His work led to the establishment of the Adelaide Dolphin Sanctuary in South Australia's Port River estuary in 2005, which is home to a combination of resident and visiting bottlenose dolphins.

Bossley served as an Australian delegate on the International Whaling Commission, on behalf of the Australian Government, for six years, and has made submissions to many submissions to governments. He has also made presentations at many international conferences.

After retirement from the WDC, Bossley stayed on as a part-time consultant, devoting his time to the New Zealand dolphin campaign.

Bossley has also served as president of the Friends of Gulf St Vincent, and was made a life member in 2020.

==Honours==

- 2005: South Australian award for Australian of the Year for his work in dolphin research and conservation
- 2006: Member of the Order of Australia "for service to the protection of marine mammals as a biologist, academic and conservationist and through involvement with a range of organisations that aim to protect these species"

==Publications==
Bossley's 2022 book Whales, Dolphins and Me was published by Moonglow Publishing, and chronicles his life's work in marine conservation.
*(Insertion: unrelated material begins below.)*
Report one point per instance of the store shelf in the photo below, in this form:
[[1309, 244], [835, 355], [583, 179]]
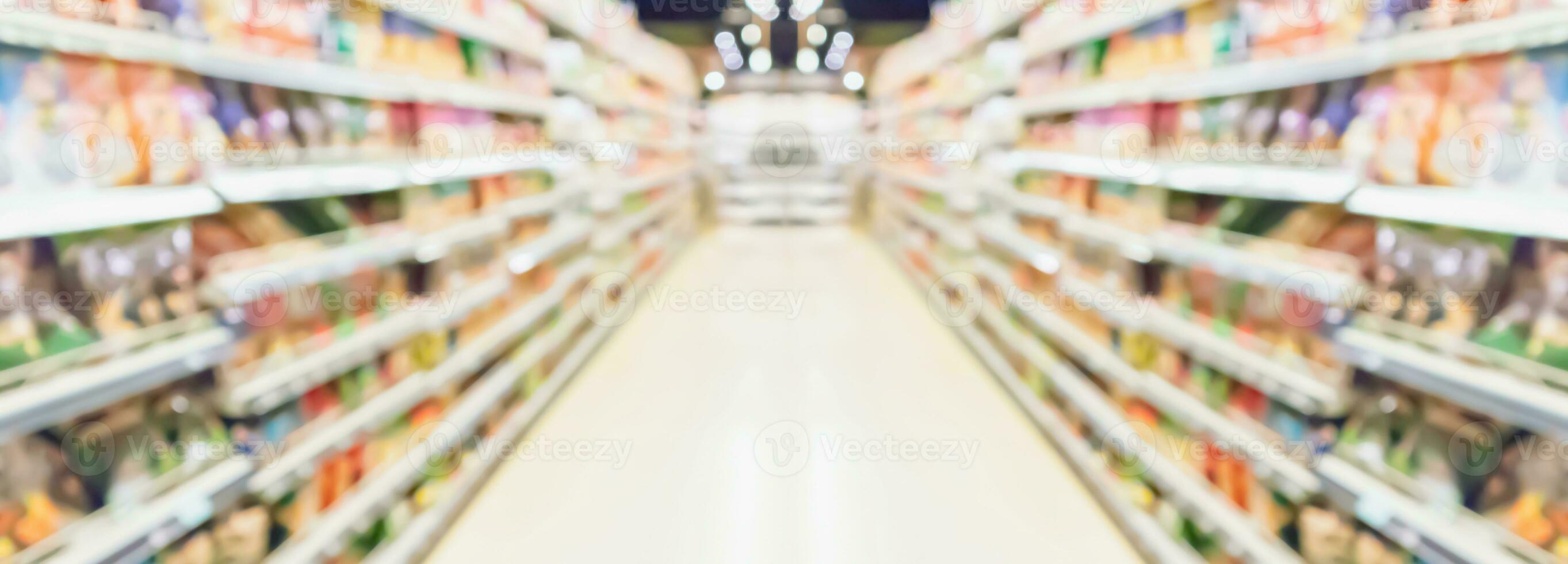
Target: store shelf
[[1072, 32], [1291, 387], [940, 224], [1529, 29], [560, 237], [83, 391], [275, 387], [1256, 265], [239, 185], [1279, 182], [232, 63], [612, 40], [1005, 235], [640, 184], [63, 211], [626, 226], [351, 515], [278, 386], [491, 344], [339, 254], [1191, 494], [1487, 391], [1501, 211], [381, 491], [791, 192], [932, 62], [469, 25], [135, 536], [941, 187], [1152, 539], [1420, 528]]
He is also author or co-author of several published scientific papers, including:
- Bossley M, Steiner A, Rankin RW, Bejder L (2016). "A long-term study of bottlenose dolphins (Tursiops aduncus) in an Australian industrial estuary: increased sightings associated with environmental improvements."
- Bossley M, Steiner A, Brakes P, Shrimpton J, Foster C, Rendell L (2018). "Tail walking in a bottlenose dolphin community: the rise and fall of an arbitrary cultural 'fad'."